Fulgor is a (meta-) colored compacted de Bruijn graph index for large-scale matching and color queries, powered by SSHash and GGCAT.
The Fulgor index is described in the following papers:
- Fulgor: A Fast and Compact k-mer Index for Large-Scale Matching and Color Queries (Algorithms for Molecular Biology, ALMOB 2024), and
- Meta-colored compacted de Bruijn graphs (International Conference on Research in Computational Molecular Biology, RECOMB 2024).

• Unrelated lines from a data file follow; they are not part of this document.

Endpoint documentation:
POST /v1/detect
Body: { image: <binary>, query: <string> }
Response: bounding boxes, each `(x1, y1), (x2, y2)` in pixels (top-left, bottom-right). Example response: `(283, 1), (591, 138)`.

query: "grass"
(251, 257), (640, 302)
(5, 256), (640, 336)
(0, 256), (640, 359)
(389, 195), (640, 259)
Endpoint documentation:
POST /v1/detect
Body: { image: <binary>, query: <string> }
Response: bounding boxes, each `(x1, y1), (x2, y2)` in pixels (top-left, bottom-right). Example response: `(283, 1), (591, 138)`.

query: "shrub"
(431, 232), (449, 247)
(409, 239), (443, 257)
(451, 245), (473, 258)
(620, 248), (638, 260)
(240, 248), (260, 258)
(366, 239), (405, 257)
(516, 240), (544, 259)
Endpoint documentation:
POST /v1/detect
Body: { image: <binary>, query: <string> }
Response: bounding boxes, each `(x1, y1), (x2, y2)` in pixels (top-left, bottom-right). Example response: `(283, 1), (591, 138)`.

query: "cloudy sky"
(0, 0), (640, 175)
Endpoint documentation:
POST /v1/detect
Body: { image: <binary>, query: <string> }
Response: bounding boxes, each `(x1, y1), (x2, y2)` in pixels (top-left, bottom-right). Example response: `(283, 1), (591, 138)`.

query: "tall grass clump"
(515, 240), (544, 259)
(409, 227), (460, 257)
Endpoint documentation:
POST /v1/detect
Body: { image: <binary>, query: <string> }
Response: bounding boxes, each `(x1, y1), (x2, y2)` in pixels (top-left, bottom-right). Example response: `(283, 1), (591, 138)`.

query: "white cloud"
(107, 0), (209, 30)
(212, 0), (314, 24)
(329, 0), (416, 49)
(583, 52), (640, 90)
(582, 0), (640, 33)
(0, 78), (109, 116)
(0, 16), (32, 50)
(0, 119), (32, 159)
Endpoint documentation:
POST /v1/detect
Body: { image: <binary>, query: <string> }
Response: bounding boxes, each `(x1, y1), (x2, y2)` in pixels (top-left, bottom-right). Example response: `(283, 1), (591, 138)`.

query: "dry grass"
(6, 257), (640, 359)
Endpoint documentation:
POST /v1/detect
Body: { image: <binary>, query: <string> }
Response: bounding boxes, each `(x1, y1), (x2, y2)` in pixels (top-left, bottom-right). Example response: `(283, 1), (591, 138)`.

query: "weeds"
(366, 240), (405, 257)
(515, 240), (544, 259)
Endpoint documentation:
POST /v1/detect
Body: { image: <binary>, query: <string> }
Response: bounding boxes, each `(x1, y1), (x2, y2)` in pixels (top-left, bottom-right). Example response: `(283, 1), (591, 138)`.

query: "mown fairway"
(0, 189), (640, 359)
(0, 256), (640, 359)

Please, cite these papers if you use Fulgor.
- Dependencies
- Compiling the code
- Tools and usage
- Quick start
- Indexing an example Salmonella pangenome
- Pseudoalignment output format
The code uses the GGCAT Rust library, so make sure you have Rust installed. If not, Rust can be installed as recommended here, with
curl --proto '=https' --tlsv1.2 -sSf https://sh.rustup.rs | sh
If you do not have zlib
installed, you can do
sudo apt-get install zlib1g
if you are on Linux/Ubuntu, or
brew install zlib
if you are using MacOS.
The code is tested on Linux with gcc
and on MacOS with clang
.
To build the code, CMake
is required.
First clone the repository with
git clone https://github.com/jermp/fulgor.git
and then do
git submodule update --init --recursive
to pull all necessary submodules before compilation.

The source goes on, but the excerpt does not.